I know there is an article of Atsushi Ichino ('On critical values of adjoint $L$-functions for $\mathrm{GSp}(4)$') on this topic. Yet this article assumes $\pi$ to be unramified over all the finite places and to be of a special type over the archimedean place. So can we remove or weaken these assumptions? Is there any work after this?
Any comment or suggestions would be welcome.
 A: For $\mathrm{GL}_2$, the relationship between the Petersson norm of a newform $f$ and its adjoint $L$-function is roughly a statement of the form
\[\frac{|a_f(1)|^2}{\langle f, f\rangle} = \frac{c_f}{\Lambda(1, \operatorname{ad} f)},\]

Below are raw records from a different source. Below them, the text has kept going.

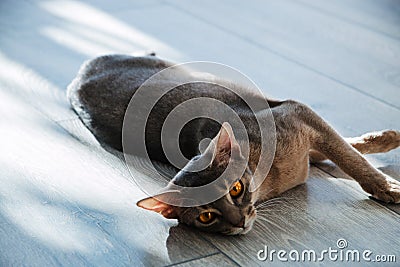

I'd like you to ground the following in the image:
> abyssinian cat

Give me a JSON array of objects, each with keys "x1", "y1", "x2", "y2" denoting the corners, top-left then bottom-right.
[{"x1": 67, "y1": 53, "x2": 400, "y2": 235}]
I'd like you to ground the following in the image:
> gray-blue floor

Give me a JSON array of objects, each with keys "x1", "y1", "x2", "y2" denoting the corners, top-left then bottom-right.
[{"x1": 0, "y1": 0, "x2": 399, "y2": 266}]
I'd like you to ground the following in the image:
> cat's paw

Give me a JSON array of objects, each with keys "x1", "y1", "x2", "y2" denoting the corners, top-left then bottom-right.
[
  {"x1": 364, "y1": 176, "x2": 400, "y2": 204},
  {"x1": 373, "y1": 130, "x2": 400, "y2": 152}
]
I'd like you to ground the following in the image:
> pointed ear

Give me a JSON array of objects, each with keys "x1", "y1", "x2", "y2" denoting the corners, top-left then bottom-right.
[
  {"x1": 208, "y1": 122, "x2": 241, "y2": 165},
  {"x1": 136, "y1": 191, "x2": 180, "y2": 219}
]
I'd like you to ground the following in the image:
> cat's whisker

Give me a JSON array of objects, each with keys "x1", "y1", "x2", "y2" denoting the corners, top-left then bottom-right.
[
  {"x1": 259, "y1": 199, "x2": 286, "y2": 205},
  {"x1": 256, "y1": 202, "x2": 281, "y2": 209},
  {"x1": 257, "y1": 210, "x2": 296, "y2": 227},
  {"x1": 256, "y1": 201, "x2": 288, "y2": 210},
  {"x1": 255, "y1": 196, "x2": 299, "y2": 211},
  {"x1": 256, "y1": 207, "x2": 285, "y2": 213},
  {"x1": 256, "y1": 204, "x2": 291, "y2": 218},
  {"x1": 254, "y1": 220, "x2": 275, "y2": 234},
  {"x1": 257, "y1": 216, "x2": 288, "y2": 232},
  {"x1": 265, "y1": 196, "x2": 294, "y2": 202},
  {"x1": 256, "y1": 208, "x2": 285, "y2": 215},
  {"x1": 255, "y1": 197, "x2": 292, "y2": 208},
  {"x1": 256, "y1": 205, "x2": 283, "y2": 212},
  {"x1": 256, "y1": 209, "x2": 282, "y2": 214},
  {"x1": 257, "y1": 199, "x2": 281, "y2": 205}
]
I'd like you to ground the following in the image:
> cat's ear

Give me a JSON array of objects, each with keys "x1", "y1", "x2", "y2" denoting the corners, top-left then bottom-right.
[
  {"x1": 208, "y1": 122, "x2": 241, "y2": 165},
  {"x1": 136, "y1": 191, "x2": 180, "y2": 219}
]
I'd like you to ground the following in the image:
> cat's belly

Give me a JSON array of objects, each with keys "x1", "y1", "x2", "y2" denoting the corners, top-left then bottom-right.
[
  {"x1": 257, "y1": 153, "x2": 309, "y2": 202},
  {"x1": 275, "y1": 153, "x2": 310, "y2": 195},
  {"x1": 255, "y1": 119, "x2": 311, "y2": 202}
]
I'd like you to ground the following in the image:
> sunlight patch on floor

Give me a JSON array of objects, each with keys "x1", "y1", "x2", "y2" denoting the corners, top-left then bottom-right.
[
  {"x1": 0, "y1": 52, "x2": 75, "y2": 121},
  {"x1": 39, "y1": 0, "x2": 182, "y2": 59}
]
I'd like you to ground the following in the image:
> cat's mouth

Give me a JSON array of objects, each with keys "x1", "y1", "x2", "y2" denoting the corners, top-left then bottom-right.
[
  {"x1": 240, "y1": 226, "x2": 253, "y2": 235},
  {"x1": 224, "y1": 223, "x2": 253, "y2": 235},
  {"x1": 224, "y1": 228, "x2": 247, "y2": 235},
  {"x1": 224, "y1": 209, "x2": 257, "y2": 235}
]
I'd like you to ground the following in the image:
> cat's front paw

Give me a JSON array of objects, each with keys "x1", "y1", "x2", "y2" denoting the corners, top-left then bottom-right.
[{"x1": 363, "y1": 176, "x2": 400, "y2": 204}]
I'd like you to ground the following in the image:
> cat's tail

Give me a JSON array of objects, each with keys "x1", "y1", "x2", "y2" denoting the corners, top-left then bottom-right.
[{"x1": 309, "y1": 130, "x2": 400, "y2": 163}]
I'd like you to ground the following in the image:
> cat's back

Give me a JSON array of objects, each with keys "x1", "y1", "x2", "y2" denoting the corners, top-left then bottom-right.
[
  {"x1": 66, "y1": 54, "x2": 173, "y2": 149},
  {"x1": 66, "y1": 54, "x2": 269, "y2": 153},
  {"x1": 67, "y1": 54, "x2": 172, "y2": 105}
]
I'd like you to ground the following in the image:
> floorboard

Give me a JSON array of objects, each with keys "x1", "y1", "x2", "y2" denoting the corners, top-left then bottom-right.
[
  {"x1": 167, "y1": 253, "x2": 238, "y2": 267},
  {"x1": 165, "y1": 0, "x2": 400, "y2": 109},
  {"x1": 294, "y1": 0, "x2": 400, "y2": 40},
  {"x1": 202, "y1": 168, "x2": 400, "y2": 266},
  {"x1": 0, "y1": 89, "x2": 217, "y2": 266},
  {"x1": 315, "y1": 162, "x2": 400, "y2": 215},
  {"x1": 1, "y1": 0, "x2": 399, "y2": 266}
]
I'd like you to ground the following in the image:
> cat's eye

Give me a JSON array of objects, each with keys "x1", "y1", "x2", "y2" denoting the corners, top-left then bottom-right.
[
  {"x1": 229, "y1": 180, "x2": 243, "y2": 198},
  {"x1": 198, "y1": 212, "x2": 216, "y2": 224}
]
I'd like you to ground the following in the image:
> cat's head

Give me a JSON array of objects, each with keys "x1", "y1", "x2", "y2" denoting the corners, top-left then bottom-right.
[{"x1": 137, "y1": 123, "x2": 257, "y2": 235}]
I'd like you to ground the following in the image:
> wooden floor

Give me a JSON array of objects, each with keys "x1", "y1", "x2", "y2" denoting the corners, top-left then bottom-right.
[{"x1": 1, "y1": 0, "x2": 400, "y2": 266}]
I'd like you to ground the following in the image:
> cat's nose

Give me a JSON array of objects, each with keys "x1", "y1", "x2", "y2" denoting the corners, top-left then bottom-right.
[{"x1": 236, "y1": 218, "x2": 245, "y2": 228}]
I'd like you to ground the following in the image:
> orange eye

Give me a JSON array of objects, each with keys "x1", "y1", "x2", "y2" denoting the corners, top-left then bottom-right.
[
  {"x1": 198, "y1": 212, "x2": 216, "y2": 224},
  {"x1": 229, "y1": 180, "x2": 243, "y2": 198}
]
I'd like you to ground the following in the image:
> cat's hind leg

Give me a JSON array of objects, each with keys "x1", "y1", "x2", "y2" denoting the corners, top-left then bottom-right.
[
  {"x1": 286, "y1": 100, "x2": 400, "y2": 203},
  {"x1": 309, "y1": 130, "x2": 400, "y2": 163}
]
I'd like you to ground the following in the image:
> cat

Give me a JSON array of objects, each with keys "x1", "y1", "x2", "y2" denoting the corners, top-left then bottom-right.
[{"x1": 67, "y1": 53, "x2": 400, "y2": 235}]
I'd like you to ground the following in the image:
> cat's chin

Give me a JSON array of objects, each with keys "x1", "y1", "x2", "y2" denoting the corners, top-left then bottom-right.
[
  {"x1": 223, "y1": 225, "x2": 253, "y2": 235},
  {"x1": 223, "y1": 218, "x2": 256, "y2": 235},
  {"x1": 223, "y1": 228, "x2": 245, "y2": 235},
  {"x1": 239, "y1": 226, "x2": 253, "y2": 235},
  {"x1": 239, "y1": 219, "x2": 256, "y2": 235}
]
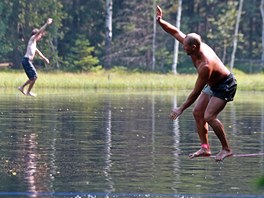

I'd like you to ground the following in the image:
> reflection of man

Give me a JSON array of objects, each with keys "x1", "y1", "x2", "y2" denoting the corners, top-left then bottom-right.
[
  {"x1": 18, "y1": 18, "x2": 53, "y2": 97},
  {"x1": 156, "y1": 6, "x2": 237, "y2": 161},
  {"x1": 25, "y1": 134, "x2": 38, "y2": 197}
]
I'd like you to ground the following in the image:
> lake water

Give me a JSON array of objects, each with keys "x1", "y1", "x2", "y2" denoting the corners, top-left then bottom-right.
[{"x1": 0, "y1": 89, "x2": 263, "y2": 198}]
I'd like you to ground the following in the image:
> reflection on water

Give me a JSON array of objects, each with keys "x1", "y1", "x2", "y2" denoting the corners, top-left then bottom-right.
[
  {"x1": 0, "y1": 89, "x2": 263, "y2": 197},
  {"x1": 104, "y1": 95, "x2": 114, "y2": 194},
  {"x1": 24, "y1": 133, "x2": 39, "y2": 197}
]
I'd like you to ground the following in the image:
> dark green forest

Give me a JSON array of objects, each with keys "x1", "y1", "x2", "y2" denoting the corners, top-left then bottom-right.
[{"x1": 0, "y1": 0, "x2": 262, "y2": 73}]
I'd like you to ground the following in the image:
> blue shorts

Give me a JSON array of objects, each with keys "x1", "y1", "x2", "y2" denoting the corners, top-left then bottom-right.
[
  {"x1": 22, "y1": 57, "x2": 37, "y2": 80},
  {"x1": 202, "y1": 73, "x2": 237, "y2": 102}
]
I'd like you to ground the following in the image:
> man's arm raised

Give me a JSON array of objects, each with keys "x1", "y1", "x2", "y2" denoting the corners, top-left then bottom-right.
[
  {"x1": 156, "y1": 5, "x2": 185, "y2": 44},
  {"x1": 34, "y1": 18, "x2": 53, "y2": 38}
]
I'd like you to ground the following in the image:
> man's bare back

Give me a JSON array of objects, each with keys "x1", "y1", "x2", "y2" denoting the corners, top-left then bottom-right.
[{"x1": 191, "y1": 42, "x2": 230, "y2": 87}]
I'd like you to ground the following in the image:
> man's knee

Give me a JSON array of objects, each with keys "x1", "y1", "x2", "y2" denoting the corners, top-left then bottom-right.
[
  {"x1": 30, "y1": 76, "x2": 37, "y2": 82},
  {"x1": 193, "y1": 108, "x2": 204, "y2": 120},
  {"x1": 204, "y1": 112, "x2": 215, "y2": 123}
]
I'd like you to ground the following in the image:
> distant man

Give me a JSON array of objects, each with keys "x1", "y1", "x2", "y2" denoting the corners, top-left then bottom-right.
[
  {"x1": 156, "y1": 6, "x2": 237, "y2": 161},
  {"x1": 18, "y1": 18, "x2": 53, "y2": 97}
]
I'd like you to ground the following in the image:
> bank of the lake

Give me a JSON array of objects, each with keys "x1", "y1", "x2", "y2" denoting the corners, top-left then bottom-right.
[{"x1": 0, "y1": 70, "x2": 263, "y2": 91}]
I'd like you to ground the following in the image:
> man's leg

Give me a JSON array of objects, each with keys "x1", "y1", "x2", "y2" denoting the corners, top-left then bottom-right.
[
  {"x1": 18, "y1": 80, "x2": 31, "y2": 95},
  {"x1": 204, "y1": 97, "x2": 232, "y2": 161},
  {"x1": 26, "y1": 78, "x2": 37, "y2": 97},
  {"x1": 190, "y1": 92, "x2": 211, "y2": 158}
]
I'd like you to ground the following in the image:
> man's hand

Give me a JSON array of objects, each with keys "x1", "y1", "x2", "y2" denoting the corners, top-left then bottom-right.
[
  {"x1": 47, "y1": 18, "x2": 53, "y2": 25},
  {"x1": 169, "y1": 108, "x2": 183, "y2": 120},
  {"x1": 156, "y1": 5, "x2": 162, "y2": 21}
]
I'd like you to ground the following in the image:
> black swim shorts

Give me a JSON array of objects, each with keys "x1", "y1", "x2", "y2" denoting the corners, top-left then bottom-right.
[
  {"x1": 22, "y1": 57, "x2": 38, "y2": 80},
  {"x1": 202, "y1": 73, "x2": 237, "y2": 102}
]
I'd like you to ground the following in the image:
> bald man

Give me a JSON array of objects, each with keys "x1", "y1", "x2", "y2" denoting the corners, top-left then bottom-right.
[{"x1": 156, "y1": 6, "x2": 237, "y2": 161}]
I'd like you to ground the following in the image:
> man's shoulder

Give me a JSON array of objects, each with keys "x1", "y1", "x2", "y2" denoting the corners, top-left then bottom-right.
[
  {"x1": 201, "y1": 44, "x2": 218, "y2": 62},
  {"x1": 28, "y1": 36, "x2": 37, "y2": 44},
  {"x1": 201, "y1": 42, "x2": 214, "y2": 52}
]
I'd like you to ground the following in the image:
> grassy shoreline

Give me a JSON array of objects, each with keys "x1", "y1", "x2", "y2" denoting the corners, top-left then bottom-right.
[{"x1": 1, "y1": 69, "x2": 264, "y2": 91}]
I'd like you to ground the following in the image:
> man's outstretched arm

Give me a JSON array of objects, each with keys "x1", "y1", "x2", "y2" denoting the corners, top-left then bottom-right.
[
  {"x1": 156, "y1": 5, "x2": 185, "y2": 44},
  {"x1": 36, "y1": 48, "x2": 49, "y2": 64},
  {"x1": 170, "y1": 66, "x2": 209, "y2": 120},
  {"x1": 34, "y1": 18, "x2": 53, "y2": 38}
]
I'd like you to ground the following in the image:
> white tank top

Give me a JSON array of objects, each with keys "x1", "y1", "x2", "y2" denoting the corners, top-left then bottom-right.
[{"x1": 24, "y1": 36, "x2": 37, "y2": 61}]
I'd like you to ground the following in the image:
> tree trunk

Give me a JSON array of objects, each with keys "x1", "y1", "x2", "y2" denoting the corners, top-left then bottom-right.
[
  {"x1": 50, "y1": 3, "x2": 60, "y2": 69},
  {"x1": 230, "y1": 0, "x2": 243, "y2": 71},
  {"x1": 222, "y1": 41, "x2": 227, "y2": 64},
  {"x1": 152, "y1": 0, "x2": 157, "y2": 71},
  {"x1": 172, "y1": 0, "x2": 182, "y2": 74},
  {"x1": 260, "y1": 0, "x2": 264, "y2": 64},
  {"x1": 105, "y1": 0, "x2": 113, "y2": 69}
]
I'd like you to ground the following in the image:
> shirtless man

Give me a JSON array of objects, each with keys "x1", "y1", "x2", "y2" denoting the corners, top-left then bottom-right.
[
  {"x1": 156, "y1": 6, "x2": 237, "y2": 161},
  {"x1": 18, "y1": 18, "x2": 53, "y2": 97}
]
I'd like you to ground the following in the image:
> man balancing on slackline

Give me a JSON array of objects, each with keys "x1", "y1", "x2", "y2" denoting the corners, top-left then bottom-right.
[
  {"x1": 18, "y1": 18, "x2": 53, "y2": 97},
  {"x1": 156, "y1": 5, "x2": 237, "y2": 161}
]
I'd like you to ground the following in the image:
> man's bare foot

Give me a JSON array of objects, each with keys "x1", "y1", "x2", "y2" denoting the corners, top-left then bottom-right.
[
  {"x1": 27, "y1": 92, "x2": 37, "y2": 97},
  {"x1": 18, "y1": 87, "x2": 26, "y2": 95},
  {"x1": 215, "y1": 149, "x2": 233, "y2": 161},
  {"x1": 189, "y1": 147, "x2": 211, "y2": 159}
]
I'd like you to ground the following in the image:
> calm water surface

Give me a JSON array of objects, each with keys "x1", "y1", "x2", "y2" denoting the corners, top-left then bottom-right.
[{"x1": 0, "y1": 89, "x2": 263, "y2": 198}]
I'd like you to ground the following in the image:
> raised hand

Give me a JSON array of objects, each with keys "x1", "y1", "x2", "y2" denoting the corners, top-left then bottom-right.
[
  {"x1": 47, "y1": 18, "x2": 53, "y2": 25},
  {"x1": 156, "y1": 5, "x2": 163, "y2": 21}
]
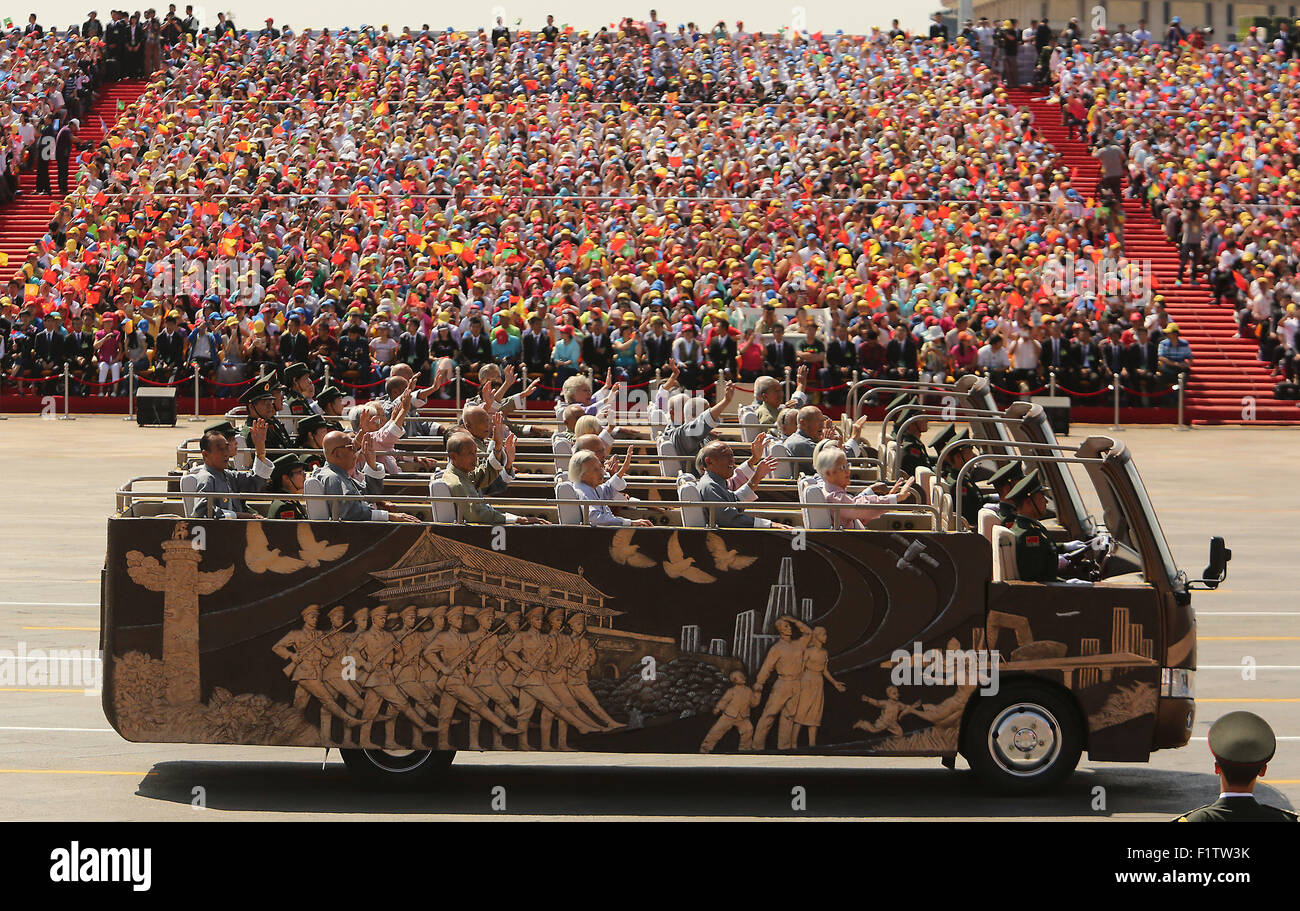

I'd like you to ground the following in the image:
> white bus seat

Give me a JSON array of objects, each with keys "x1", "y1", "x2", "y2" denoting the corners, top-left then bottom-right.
[
  {"x1": 429, "y1": 478, "x2": 457, "y2": 523},
  {"x1": 769, "y1": 441, "x2": 793, "y2": 479},
  {"x1": 739, "y1": 406, "x2": 759, "y2": 443},
  {"x1": 915, "y1": 466, "x2": 936, "y2": 505},
  {"x1": 800, "y1": 482, "x2": 834, "y2": 530},
  {"x1": 677, "y1": 478, "x2": 706, "y2": 528},
  {"x1": 551, "y1": 434, "x2": 573, "y2": 474},
  {"x1": 657, "y1": 437, "x2": 682, "y2": 476},
  {"x1": 938, "y1": 490, "x2": 953, "y2": 531},
  {"x1": 304, "y1": 475, "x2": 329, "y2": 521},
  {"x1": 555, "y1": 481, "x2": 584, "y2": 525},
  {"x1": 992, "y1": 525, "x2": 1019, "y2": 582},
  {"x1": 179, "y1": 472, "x2": 199, "y2": 515},
  {"x1": 885, "y1": 440, "x2": 899, "y2": 478},
  {"x1": 978, "y1": 507, "x2": 1001, "y2": 542}
]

where $a_f(n)$ denotes the first Fourier coefficient of $f$, $\Lambda(s,\pi)$ denotes the completed $L$-function (including the archimedean components, which are essentially products of gamma functions), and $c_f$ is an explicit constant that essentially only depends on the behaviour of $f$ at the ramified primes that one can make completely explicit. (However, I don't think this explicit formulation has been written down anywhere in the literature, though it certainly can be done by, say, combining Lemma 4.2 of this paper of mine with the results in Section 1 of this paper of Gelbart and Jacquet.)
For $\mathrm{GSp}_4$, the Fourier expansion is of the form
\[f(Z) = \sum_{S} a_f(S) e^{2\pi i \operatorname{Tr}(SZ)},\]
where the sum is over matrices $S = \begin{pmatrix} a & b/2 \\ b/2 & c \end{pmatrix}$ such that $a,b,c \in \mathbb{Z}$, $a > 0$, $b^2 - 4ac = D < 0$.
We should expect that $|a_f(1_2)|^2/\langle f, f\rangle$ is related to a special value of $L$-functions in some way. Unlike the $\mathrm{GL}_2$ case, this special value of $L$-functions is (conjectured to be) much more complicated for $\mathrm{GSp}_4$. This is a special case of Böcherer's conjecture, which in this setting states that
\[\frac{|a_f(1_2)|^2}{\langle f, f\rangle} = c_f \frac{\Lambda(\frac{1}{2}, f) \Lambda(\frac{1}{2}, f \otimes \chi_{-4})}{\Lambda(1, \operatorname{ad} f)}.\]
A particular case of this has recently been proved by Furusawa and Morimoto (Theorem 1).
Note that $a_f(S_1) = a_f(S_2)$ if $S_1 = A^t S_2 A$ for some $A \in \mathrm{SL}_2(\mathbb{Z})$. This means that for any imaginary quadratic field $K = \mathbb{Q}(\sqrt{D})$, noting that that there is a bijection between the class group $\mathrm{Cl}_K$ and equivalence classes of matrices $S$, we may study
\[R_f(K) = \sum_{S \in \mathrm{Cl}_K} a_f(S).\]
Then Böcherer's conjecture in this setting states that
\[\frac{|R_f(K)|^2}{\langle f, f\rangle} = c_{f,D} \frac{\Lambda(\frac{1}{2}, f) \Lambda(\frac{1}{2}, f \otimes \chi_D)}{\Lambda(1, \operatorname{ad} f)}.\]
Taking $D = -4$, so that $S \in \mathrm{Cl}_K$ implies that $S \sim I_2$, yields the previous formulation. One can additionally insert a class group character into the definition of $R_f(K)$, which leads to different $L$-functions in the conjecture.
Should one wish to make the constant $c_f$ explicit, one can look at the work of Dickson, Pitale, Saha, and Schmidt, where they have refined this conjecture to explicitly determine the constant $c_f$. They still require several assumptions; see Theorem 1.12 of their paper for the precise statement.
In general, these kinds of conjectures/statements are easy to state at unramified primes, but take a lot of work to understand at ramified primes; this can be seen, for example, in the work of many people (Nelson, Nelson-Pitale-Saha, Hu, Collins, etc.) of determining the explicit expression for the inner product of three $\mathrm{GL}_2$ newforms via the Watson-Ichino formula.